Unfortunately, the silicone ran and pooled in the bottom of the mold, leaving the sides tissue thin and unable to withstand being peeled out of the mold. Applying multiple layers to build up thickness was impractical due to time constraints, and the mold material was too expensive to use to completely fill the mold for a solid casting.
Challenge – At this point we were offered access to a reusable mold material called ComposiMold made by a local company collaborating with Campus Ventures. The ComposiMold was perfect for what we needed to do, but we still had the challenge of the reverse angles and how to remove the positive mold after it cured.
Solution – I used my Dremel to remove the overhangs of the reverse angles, and then filled the holes caused by that removal with spackle. A thinned coat of white glue was applied to re-seal the porous surfaces of the patched spots.Now that the mold had straight sides the next challenge was to devise a way to help facilitate pulling the ComposiMold out after it cured. Nail heads suspended from small pieces of wood were placed at regular intervals to act as anchor-points providing additional leverage during de-molding.
Now with the ComposiMold in hand, the project starts to pick up speed.

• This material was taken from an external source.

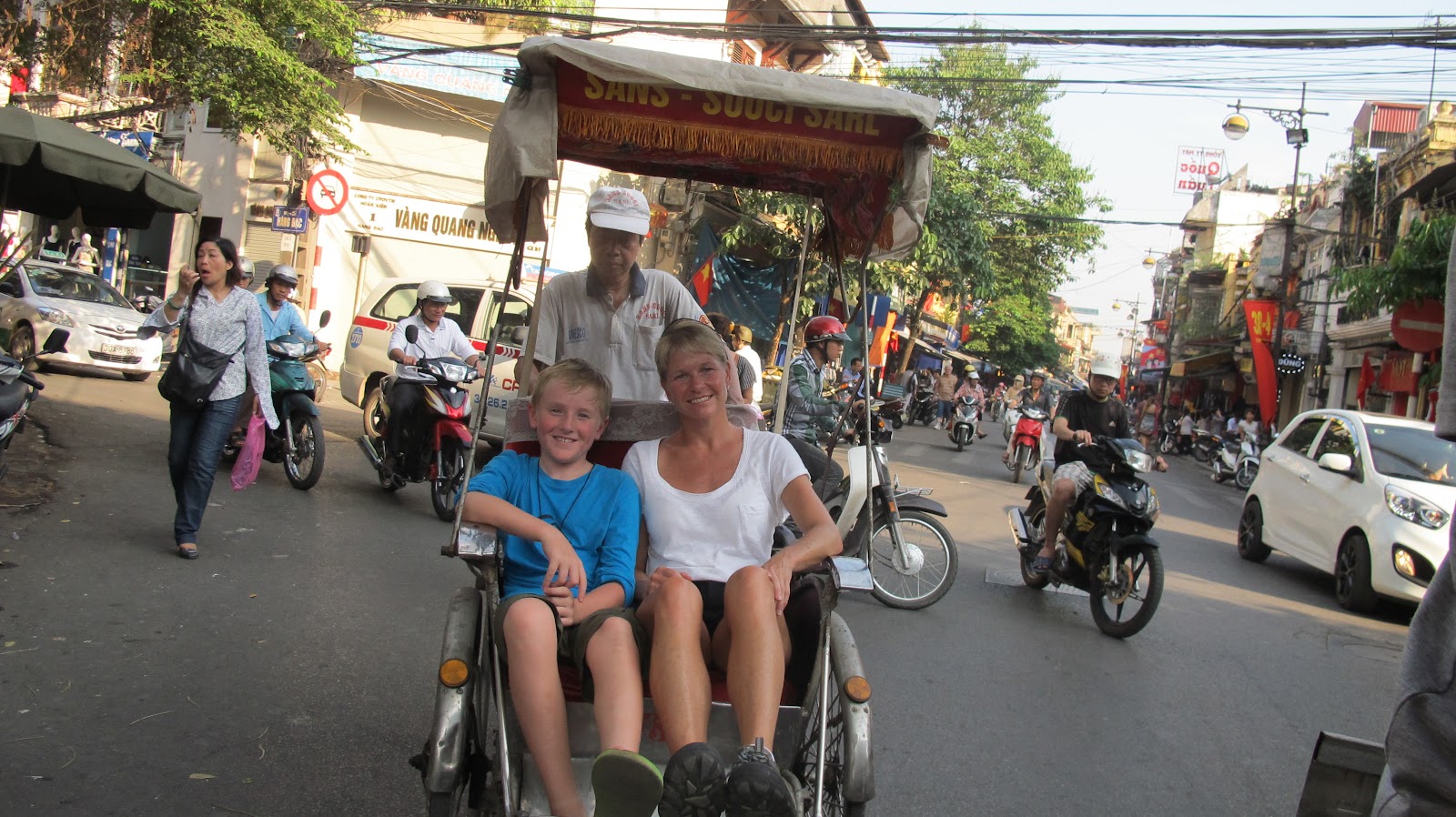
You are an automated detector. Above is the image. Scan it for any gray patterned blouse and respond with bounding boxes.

It melts readily in the microwave when heated in 30 second bursts and stirred in between heatings. It poured smoothly and spread evenly throughout the mold.Twenty-four hours later it pulled easily from the mold with minimal effort. The pieces of wood were carefully removed and the nails nipped off at the surface.
Now with a positive mold laying the fiberglass became dramatically easier. The random fiber direction “cat fur” fiberglass was used for its ease of pressing it into tight corners and getting good coverage of complex curves. The loose cross-weave fabric was much more convenient to use and held its shape better than the cat fur and was used to cover holes and wrap around the figure to seal the two halves together.
The ComposiMold pulled out of the fiberglass shell just as easily as the papier mache mold. The ComposiMold was then re-melted, after the nail heads were removed, and re-used for the second half of the balloon animal.
Each half was trimmed, sanded and dressed in preparation for being mated together. The next step was to build up a base around each leg to allow it to be free-standing. I rolled strips of fabric into “logs” before saturating them in the matrix and wrapping it around the feet to build up bases. Two blocks were wrapped in the white silicone-coated, non-stick paper to support the model while the bases dried.
Strips of loose cross-weave fiberglass were wrapped around the piece joining the two halves together and sealing any holes that remained in the structure of the piece.
I am pleased with the final result and think that we were successful but even more than that I’m pleased with the journey of challenge and discovery that we worked our way through. I learned how to make a balloon animal, how to work with papier mache, the utility of ComposiMold and different characteristics of fiberglass weaves and some do’s and don’t’s of mixing up resin.
My secondary goal was also successful. The balloon project got people talking and got people interested. At one point in the shop, someone who I had never met came in and said “Is that the balloon animal? I heard about that.” That kind of buzz can only be good for morale and can help to keep people engaged.